Het boeiende aan Bijgeluiden zit mede in de urgentie van deze bundel. Je kunt hem lezen als een pleidooi voor een pas op de plaats, voor het gebruik van je zintuigen en het in je opnemen van de zinnelijke wereld. Het gaat Ester om wat zich buiten onze preoccupaties bevindt: daar ervaar je het gevoel van levend-zijn. Hiermee toont zich een verwantschap met Sybren Polet (genomineerd voor de VSB Poëzieprijs 2013)Met hem heeft Ester overigens ook de omarming van een wetenschappelijke dictie gemeen, al gebruikt Ester die maar zo nu en dan. En ook bij Polet is de natuur een plek waar je het bloed weer door je aderen kunt voelen stromen.


Hoop
De natuur zet Ester naast stedelijke en mechanische werelden. Zo komt zijn thuisbasis Utrecht naar voren uit zijn notoir stinkende kelders en het gesneuvelde middenschip van de Domkerk.

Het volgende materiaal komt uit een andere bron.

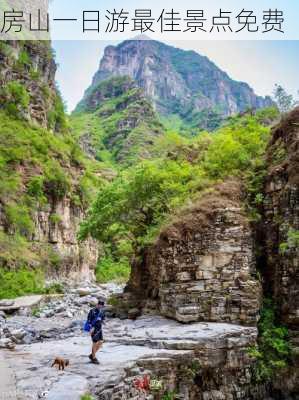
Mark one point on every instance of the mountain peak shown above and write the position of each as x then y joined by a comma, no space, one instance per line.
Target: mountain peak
179,82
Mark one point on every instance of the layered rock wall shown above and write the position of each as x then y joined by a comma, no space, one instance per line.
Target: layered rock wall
202,267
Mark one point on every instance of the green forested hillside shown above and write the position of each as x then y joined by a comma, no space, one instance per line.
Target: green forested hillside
129,212
117,121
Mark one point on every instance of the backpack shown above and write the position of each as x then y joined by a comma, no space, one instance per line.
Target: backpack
90,324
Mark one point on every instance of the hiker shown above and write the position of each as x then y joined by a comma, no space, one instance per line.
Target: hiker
95,320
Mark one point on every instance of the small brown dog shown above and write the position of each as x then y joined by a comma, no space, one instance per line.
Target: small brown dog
61,362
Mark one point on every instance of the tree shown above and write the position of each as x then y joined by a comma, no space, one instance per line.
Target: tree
285,101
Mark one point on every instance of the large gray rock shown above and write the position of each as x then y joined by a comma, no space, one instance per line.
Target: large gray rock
202,267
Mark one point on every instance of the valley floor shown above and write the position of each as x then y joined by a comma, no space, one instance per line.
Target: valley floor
131,349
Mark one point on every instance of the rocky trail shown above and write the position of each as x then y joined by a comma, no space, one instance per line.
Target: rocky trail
149,346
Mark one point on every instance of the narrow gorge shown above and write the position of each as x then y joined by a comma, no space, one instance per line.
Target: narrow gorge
196,225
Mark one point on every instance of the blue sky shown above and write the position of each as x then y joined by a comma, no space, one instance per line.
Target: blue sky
259,63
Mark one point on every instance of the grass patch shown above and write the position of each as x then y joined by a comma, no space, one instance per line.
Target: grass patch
20,282
273,352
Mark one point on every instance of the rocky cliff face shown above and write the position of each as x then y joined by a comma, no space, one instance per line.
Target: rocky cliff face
177,81
116,117
42,169
75,261
202,267
32,65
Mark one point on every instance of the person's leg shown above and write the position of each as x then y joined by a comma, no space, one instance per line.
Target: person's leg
94,349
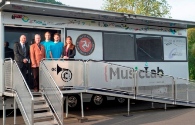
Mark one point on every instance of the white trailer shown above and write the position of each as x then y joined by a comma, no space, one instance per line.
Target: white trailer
152,44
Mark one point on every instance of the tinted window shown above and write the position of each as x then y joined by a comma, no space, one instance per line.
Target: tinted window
149,48
118,46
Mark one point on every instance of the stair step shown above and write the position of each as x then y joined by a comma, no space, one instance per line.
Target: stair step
41,107
36,93
46,123
43,115
39,99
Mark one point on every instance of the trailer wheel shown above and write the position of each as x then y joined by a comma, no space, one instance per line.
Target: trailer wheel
98,100
73,101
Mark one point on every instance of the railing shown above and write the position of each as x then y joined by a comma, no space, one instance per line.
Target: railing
184,91
155,86
109,77
24,96
52,92
8,77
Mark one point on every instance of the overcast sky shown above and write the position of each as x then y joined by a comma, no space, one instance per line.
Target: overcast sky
181,9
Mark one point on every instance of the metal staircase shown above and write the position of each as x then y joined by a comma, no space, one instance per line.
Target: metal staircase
36,107
42,112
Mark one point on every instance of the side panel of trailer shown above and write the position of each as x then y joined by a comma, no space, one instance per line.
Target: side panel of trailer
174,42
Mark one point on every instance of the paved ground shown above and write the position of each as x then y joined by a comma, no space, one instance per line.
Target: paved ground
112,114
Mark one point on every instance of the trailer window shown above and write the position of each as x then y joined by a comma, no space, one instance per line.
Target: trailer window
118,46
175,48
149,48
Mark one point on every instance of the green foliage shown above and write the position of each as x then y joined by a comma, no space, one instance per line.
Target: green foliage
156,8
50,1
191,52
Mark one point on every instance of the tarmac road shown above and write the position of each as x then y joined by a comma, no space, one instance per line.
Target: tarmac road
113,114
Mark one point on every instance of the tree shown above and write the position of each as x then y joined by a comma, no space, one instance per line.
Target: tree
156,8
191,52
50,1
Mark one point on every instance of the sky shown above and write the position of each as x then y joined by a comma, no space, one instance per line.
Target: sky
181,9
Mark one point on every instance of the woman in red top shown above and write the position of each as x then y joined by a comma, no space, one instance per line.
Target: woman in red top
69,48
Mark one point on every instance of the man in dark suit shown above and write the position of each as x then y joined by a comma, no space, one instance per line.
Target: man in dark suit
21,54
9,53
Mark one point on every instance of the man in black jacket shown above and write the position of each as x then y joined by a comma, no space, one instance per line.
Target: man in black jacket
21,54
9,53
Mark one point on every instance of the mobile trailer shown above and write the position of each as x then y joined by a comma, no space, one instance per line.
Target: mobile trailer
150,44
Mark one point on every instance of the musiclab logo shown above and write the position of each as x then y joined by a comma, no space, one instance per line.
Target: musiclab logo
120,73
66,74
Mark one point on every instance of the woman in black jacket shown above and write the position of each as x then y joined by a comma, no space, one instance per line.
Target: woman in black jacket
69,49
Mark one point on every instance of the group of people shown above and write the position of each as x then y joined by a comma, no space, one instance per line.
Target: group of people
39,50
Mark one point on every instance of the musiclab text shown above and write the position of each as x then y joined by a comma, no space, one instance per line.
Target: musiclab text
124,73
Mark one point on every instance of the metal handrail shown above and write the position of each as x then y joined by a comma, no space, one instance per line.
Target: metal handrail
59,91
11,68
31,96
24,81
22,107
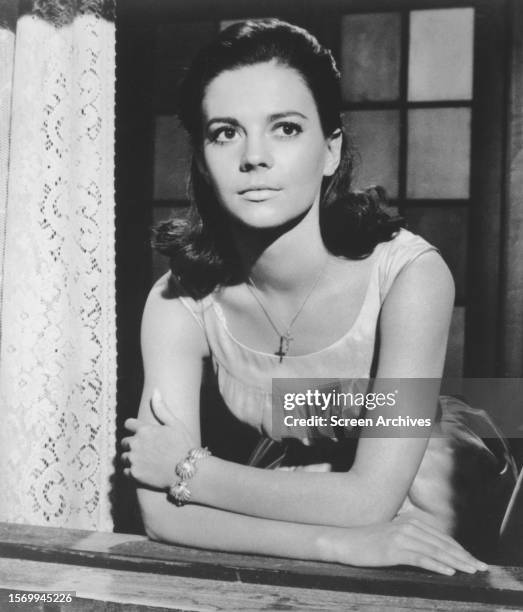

Of de gemechaniseerde Maasvlakte: 'Dit is niet gemaakt om gehoord te worden / als lopend godsbewijs'. Net als natuur is ook de cultuur is iets wat zich bezijden onze beslommeringen bevindt, en de dreiging van culturele teloorgang laat Ester evenmin koud:

       Maar wat nu als het kunstmatig brein het denken heeft 
gemarginaliseerd, de Afrikaanse olifant is uitgeroeid,
welluidende melodieën de dissonanten hebben weggevaagd?
Kortom, als er geen redden meer aan is. 
Wie vertelt dan hoe de Romeinen reageerden op de glimlach 
van een saxofonist.
Ester schrijft niet zonder ironie: de sax is van latere tijd. Wellicht tekent deze zin de onwetendheid van latere amper cultureel onderlegde generaties.

Wie leest
over vijfhonderd jaar Lamento van Campert
totaal witte kamer van Kouwenaar,
Yann Andréa Steiner van Marguerite Duras?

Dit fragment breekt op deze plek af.